Le dormeur du val, 1870

Ce poème est sans doute inspiré au jeune Rimbaud, 16 ans à l'époque, par la guerre franco-prussienne de 1870, et plus particulièrement par la bataille de Sedan scellant la défaite française le 3 septembre 1870 à moins de 20 kilomètres de Charleville, son lieu de résidence à l'époque. Cette scène, un soldat mort au milieu d'une nature omniprésente et accueillante, suscite effectivement l'indignation de Rimbaud.

Le manuscrit conservé aujourd’hui à la British Library de Londres a été offerte à Paul Demeny à l’automne 1870, pour une première publication en 1888 dans l’anthologie des poètes français. Il est aujourd’hui le second poème du cahier de Douai.

C'est un trou de verdure où chante une rivière,
Accrochant follement aux herbes des haillons
D'argent ; où le soleil, de la montagne fière,
Luit : c'est un petit val qui mousse de rayons.

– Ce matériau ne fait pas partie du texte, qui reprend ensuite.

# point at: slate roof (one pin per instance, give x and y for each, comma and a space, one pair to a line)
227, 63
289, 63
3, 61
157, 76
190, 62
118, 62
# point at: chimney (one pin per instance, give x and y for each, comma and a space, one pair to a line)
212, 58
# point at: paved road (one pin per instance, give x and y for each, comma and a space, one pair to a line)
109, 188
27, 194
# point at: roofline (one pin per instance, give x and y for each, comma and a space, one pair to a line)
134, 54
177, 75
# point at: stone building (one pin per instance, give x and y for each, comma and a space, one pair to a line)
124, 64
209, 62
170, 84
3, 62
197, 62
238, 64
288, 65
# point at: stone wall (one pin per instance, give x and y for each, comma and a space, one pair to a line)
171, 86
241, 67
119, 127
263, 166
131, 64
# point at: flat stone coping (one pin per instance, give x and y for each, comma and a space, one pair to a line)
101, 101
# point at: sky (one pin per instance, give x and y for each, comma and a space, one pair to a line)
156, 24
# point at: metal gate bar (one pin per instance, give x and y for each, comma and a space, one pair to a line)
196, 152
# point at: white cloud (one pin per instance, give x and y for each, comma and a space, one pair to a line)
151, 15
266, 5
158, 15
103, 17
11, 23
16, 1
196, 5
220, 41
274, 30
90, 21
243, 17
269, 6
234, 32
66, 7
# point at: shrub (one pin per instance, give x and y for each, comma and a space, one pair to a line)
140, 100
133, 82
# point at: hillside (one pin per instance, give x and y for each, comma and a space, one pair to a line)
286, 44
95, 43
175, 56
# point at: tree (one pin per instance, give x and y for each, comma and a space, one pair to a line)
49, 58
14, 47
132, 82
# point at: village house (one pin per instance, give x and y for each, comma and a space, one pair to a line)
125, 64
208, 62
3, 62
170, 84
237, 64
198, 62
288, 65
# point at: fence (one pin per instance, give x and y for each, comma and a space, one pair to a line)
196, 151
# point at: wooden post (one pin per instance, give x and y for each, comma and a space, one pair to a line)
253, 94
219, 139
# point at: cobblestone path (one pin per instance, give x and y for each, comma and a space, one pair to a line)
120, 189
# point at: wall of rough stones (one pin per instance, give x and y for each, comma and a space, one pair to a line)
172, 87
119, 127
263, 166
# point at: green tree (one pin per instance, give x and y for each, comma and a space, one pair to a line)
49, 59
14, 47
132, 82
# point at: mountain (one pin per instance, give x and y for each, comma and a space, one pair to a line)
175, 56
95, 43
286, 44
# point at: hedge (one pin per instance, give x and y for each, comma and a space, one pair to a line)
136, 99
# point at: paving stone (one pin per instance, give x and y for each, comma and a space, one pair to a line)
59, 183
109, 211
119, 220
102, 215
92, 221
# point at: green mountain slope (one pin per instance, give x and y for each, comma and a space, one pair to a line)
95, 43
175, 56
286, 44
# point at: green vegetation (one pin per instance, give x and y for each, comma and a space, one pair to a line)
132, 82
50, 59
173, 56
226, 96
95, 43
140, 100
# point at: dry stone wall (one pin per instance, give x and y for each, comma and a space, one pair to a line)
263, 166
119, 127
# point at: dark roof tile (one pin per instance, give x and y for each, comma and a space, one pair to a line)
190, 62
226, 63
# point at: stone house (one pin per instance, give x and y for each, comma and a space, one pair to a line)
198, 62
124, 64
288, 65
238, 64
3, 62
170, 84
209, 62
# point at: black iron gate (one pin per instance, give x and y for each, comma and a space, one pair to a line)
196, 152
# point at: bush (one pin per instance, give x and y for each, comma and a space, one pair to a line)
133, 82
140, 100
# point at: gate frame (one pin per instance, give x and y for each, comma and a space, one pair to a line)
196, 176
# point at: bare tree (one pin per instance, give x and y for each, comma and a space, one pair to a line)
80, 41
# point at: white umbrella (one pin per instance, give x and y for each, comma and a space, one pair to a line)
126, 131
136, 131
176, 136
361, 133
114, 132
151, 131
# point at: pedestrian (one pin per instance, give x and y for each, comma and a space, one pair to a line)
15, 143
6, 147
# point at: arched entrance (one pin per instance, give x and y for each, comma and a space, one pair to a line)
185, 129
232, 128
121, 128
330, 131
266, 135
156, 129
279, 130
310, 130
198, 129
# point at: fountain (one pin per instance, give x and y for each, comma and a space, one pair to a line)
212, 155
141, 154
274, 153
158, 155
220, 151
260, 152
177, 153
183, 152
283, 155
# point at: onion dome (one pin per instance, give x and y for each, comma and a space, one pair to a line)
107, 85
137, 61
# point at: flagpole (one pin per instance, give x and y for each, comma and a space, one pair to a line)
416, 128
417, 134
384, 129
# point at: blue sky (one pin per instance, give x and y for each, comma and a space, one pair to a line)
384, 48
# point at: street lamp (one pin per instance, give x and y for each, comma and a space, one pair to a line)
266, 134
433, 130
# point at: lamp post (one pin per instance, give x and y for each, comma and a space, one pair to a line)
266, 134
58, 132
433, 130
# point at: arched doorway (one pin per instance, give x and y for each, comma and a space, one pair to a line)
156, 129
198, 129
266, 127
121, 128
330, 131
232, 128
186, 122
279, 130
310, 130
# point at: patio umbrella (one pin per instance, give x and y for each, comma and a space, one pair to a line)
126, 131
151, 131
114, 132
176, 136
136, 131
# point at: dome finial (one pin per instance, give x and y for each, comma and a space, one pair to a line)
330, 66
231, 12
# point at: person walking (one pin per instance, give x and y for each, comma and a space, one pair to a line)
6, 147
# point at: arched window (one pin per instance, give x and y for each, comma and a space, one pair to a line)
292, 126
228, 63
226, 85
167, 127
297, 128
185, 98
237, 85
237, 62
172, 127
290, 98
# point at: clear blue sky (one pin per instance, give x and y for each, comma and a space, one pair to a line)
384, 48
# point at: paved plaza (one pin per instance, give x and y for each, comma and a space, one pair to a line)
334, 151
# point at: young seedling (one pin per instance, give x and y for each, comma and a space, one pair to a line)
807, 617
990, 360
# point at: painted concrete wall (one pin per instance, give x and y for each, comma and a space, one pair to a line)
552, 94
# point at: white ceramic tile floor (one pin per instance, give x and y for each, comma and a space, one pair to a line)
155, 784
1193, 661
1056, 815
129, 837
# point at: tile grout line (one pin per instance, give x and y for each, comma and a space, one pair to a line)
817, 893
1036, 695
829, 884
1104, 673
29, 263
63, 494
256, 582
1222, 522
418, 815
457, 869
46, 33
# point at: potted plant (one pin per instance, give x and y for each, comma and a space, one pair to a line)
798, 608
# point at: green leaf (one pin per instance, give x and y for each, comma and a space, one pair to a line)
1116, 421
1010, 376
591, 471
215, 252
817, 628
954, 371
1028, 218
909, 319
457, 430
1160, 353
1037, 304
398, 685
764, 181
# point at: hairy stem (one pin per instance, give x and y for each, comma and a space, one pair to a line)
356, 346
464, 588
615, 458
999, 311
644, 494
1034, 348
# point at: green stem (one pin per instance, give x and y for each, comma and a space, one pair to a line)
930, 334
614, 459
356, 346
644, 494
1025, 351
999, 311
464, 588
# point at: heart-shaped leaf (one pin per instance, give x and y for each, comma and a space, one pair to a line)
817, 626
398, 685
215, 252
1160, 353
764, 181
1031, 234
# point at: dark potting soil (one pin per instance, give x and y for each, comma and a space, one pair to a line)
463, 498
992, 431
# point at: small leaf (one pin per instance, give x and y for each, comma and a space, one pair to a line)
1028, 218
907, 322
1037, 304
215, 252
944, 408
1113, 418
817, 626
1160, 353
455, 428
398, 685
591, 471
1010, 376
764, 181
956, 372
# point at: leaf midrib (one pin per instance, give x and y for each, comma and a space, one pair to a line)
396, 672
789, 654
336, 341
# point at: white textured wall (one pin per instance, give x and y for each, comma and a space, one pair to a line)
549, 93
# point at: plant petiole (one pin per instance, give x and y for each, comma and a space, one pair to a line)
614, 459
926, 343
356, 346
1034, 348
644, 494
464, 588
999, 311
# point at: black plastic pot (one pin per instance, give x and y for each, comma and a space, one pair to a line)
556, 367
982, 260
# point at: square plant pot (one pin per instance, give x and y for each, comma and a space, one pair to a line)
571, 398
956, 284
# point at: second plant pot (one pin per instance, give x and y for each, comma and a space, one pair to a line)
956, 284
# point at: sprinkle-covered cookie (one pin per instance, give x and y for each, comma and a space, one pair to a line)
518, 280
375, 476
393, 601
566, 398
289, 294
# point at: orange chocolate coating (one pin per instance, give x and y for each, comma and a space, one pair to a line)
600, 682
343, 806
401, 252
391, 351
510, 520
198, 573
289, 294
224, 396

Un soldat jeune, bouche ouverte, tête nue,
Et la nuque baignant dans le frais cresson bleu,
Dort ; il est étendu dans l'herbe, sous la nue,
Pâle dans son lit vert où la lumière pleut.

Les pieds dans les glaïeuls, il dort. Souriant comme
Sourirait un enfant malade, il fait un somme :
Nature, berce-le chaudement : il a froid.

Les parfums ne font pas frissonner sa narine ;
Il dort dans le soleil, la main sur sa poitrine,
Tranquille. Il a deux trous rouges au côté droit.